Le Maroc est plongé dans l’effroi après la révélation d’un crime d’une brutalité inouïe : 14 collégiennes et lycéennes, âgées de 12 à 17 ans, auraient été violées et exploitées sexuellement au sein d’un réseau de prostitution clandestin, orchestré par des individus dans le village isolé de GuiGou, au sud de Fès. Les enquêtes préliminaires indiquent que ces actes horribles se seraient déroulés dans une maison tenue par une personne soupçonnée de proxénétisme. Alors que trois victimes ont eu le courage de témoigner devant la justice, d’autres, terrorisées par des menaces, continuent de se taire.
Cette affaire soulève des préoccupations profondes concernant la protection des mineurs au Maroc et met en lumière la responsabilité de l’État. Le pays, qui a ratifié la Convention internationale des droits de l’enfant (CIDE) en 1993, est censé garantir la protection des enfants contre toute forme d’exploitation et de violence sexuelle. Cependant, les événements récents révèlent un écart alarmant entre les engagements pris sur le papier et la réalité sur le terrain. En 2011, le Maroc a également adopté le Protocole facultatif sur la vente d’enfants et la prostitution des mineurs, mais ces textes ne semblent pas suffire à protéger nos enfants.
Une enquête menée par le Haut-Commissariat au Plan (HCP) en 2018 a révélé que 54,4 % des enfants marocains ont subi une forme de violence, que ce soit physique, psychologique ou sexuelle, dont 14 % dans le cadre scolaire.
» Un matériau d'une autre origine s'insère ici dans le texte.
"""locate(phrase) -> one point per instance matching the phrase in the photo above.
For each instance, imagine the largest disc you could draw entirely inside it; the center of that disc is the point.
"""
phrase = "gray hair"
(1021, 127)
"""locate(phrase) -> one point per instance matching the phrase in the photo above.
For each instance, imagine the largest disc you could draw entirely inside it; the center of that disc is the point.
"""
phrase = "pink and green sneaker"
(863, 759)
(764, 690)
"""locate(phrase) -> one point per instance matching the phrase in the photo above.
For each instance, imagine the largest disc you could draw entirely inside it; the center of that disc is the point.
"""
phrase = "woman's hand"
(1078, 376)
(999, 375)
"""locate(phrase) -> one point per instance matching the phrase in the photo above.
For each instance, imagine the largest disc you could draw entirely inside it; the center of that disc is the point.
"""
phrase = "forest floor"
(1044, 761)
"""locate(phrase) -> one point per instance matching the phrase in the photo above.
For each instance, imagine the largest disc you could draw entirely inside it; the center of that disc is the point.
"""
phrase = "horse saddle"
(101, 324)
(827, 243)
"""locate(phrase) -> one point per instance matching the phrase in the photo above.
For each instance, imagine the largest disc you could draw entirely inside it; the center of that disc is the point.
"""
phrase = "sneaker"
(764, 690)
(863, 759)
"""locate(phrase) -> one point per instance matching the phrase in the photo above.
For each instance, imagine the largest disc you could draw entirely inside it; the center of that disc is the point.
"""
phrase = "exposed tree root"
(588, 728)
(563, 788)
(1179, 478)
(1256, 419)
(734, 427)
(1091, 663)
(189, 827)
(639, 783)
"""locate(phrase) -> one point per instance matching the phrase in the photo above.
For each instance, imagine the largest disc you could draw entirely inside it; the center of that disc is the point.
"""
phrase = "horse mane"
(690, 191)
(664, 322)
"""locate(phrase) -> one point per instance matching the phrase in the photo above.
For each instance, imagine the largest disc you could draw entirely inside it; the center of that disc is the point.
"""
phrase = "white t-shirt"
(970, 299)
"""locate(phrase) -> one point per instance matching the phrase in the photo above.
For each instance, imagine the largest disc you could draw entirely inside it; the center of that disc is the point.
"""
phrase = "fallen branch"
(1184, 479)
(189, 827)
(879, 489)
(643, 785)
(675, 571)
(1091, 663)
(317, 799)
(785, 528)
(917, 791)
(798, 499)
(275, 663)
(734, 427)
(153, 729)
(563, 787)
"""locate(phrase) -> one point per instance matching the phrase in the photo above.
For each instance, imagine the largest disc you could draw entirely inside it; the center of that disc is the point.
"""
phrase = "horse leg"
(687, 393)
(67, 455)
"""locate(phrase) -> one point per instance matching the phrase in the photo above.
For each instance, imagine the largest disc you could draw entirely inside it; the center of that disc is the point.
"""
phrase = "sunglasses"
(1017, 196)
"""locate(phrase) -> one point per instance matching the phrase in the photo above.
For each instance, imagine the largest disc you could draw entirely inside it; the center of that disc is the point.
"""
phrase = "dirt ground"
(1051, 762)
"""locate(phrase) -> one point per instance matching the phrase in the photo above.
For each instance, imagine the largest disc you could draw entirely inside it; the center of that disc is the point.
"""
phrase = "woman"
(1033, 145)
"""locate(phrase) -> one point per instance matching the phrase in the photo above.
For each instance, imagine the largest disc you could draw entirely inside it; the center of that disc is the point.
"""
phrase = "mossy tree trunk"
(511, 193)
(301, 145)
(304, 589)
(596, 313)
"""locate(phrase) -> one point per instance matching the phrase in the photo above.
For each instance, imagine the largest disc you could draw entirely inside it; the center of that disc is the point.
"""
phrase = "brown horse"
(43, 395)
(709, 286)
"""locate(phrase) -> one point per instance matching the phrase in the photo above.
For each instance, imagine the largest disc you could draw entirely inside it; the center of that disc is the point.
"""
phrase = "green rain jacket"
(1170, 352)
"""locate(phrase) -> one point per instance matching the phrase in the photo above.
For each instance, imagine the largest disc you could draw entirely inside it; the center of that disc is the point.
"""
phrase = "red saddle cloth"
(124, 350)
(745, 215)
En 2020, le ministère public a enregistré 17 448 cas de violence contre des femmes et des filles, dont 32 % concernaient des mineures. Ces chiffres ne représentent probablement qu’une fraction de la réalité, car moins de 10 % des abus sexuels sur enfants sont effectivement signalés, en raison de la stigmatisation et de la méfiance envers les institutions.
Le Code pénal marocain prévoit des peines allant de 5 à 30 ans de prison pour les agressions sexuelles sur mineurs, mais l’application de la loi est souvent jugée trop laxiste. Les arrangements à l’amiable continuent d’être la norme, surtout dans les zones rurales où les familles, par crainte du déshonneur, choisissent souvent de cacher ces affaires. Cette culture du silence, aggravée par la complicité de certains membres des forces de l’ordre, érode la confiance du public envers l’État. Comment espérer que les victimes se manifestent si elles savent qu’elles ne peuvent pas compter sur la protection de ceux qui sont censés les défendre ?
Malgré ces défis, le royaume a mis en place plusieurs initiatives, comme la création de cellules d’accueil pour enfants victimes dans les tribunaux et le lancement d’une stratégie nationale de protection de l’enfance. Cependant, ces efforts semblent insuffisants face à un problème structurel. Dans les milieux ruraux, où les normes patriarcales demeurent ancrées, l’accès à l’éducation est souvent limité. De nombreuses filles quittent l’école prématurément, les rendant particulièrement vulnérables à l’exploitation.
Sous la pression des médias, les autorités promettent une réponse ferme. Les individus impliqués dans cette affaire risquent des peines lourdes, mais cela ne suffit pas à rassurer ceux qui défendent les droits de l’enfant. La véritable question réside dans la capacité de l’État à protéger les témoins et à démanteler les réseaux criminels qui exploitent les plus vulnérables. Des campagnes de sensibilisation doivent être mises en place dans les écoles et les mosquées pour promouvoir les droits des enfants et encourager un changement de mentalité au sein des communautés.
Ce crime odieux doit servir d’électrochoc, incitant le Maroc à transformer ses engagements juridiques en actions concrètes. Chaque jour qui passe sans une véritable action est un jour de perdu pour ces enfants, qui méritent d’être protégés et de grandir dans un environnement sûr. Comme le souligne l’UNICEF : « Aucune société ne peut prospérer en laissant ses enfants derrière. » Le moment est venu pour le gouvernement marocain de prendre ses responsabilités et de garantir un avenir meilleur à ses jeunes générations.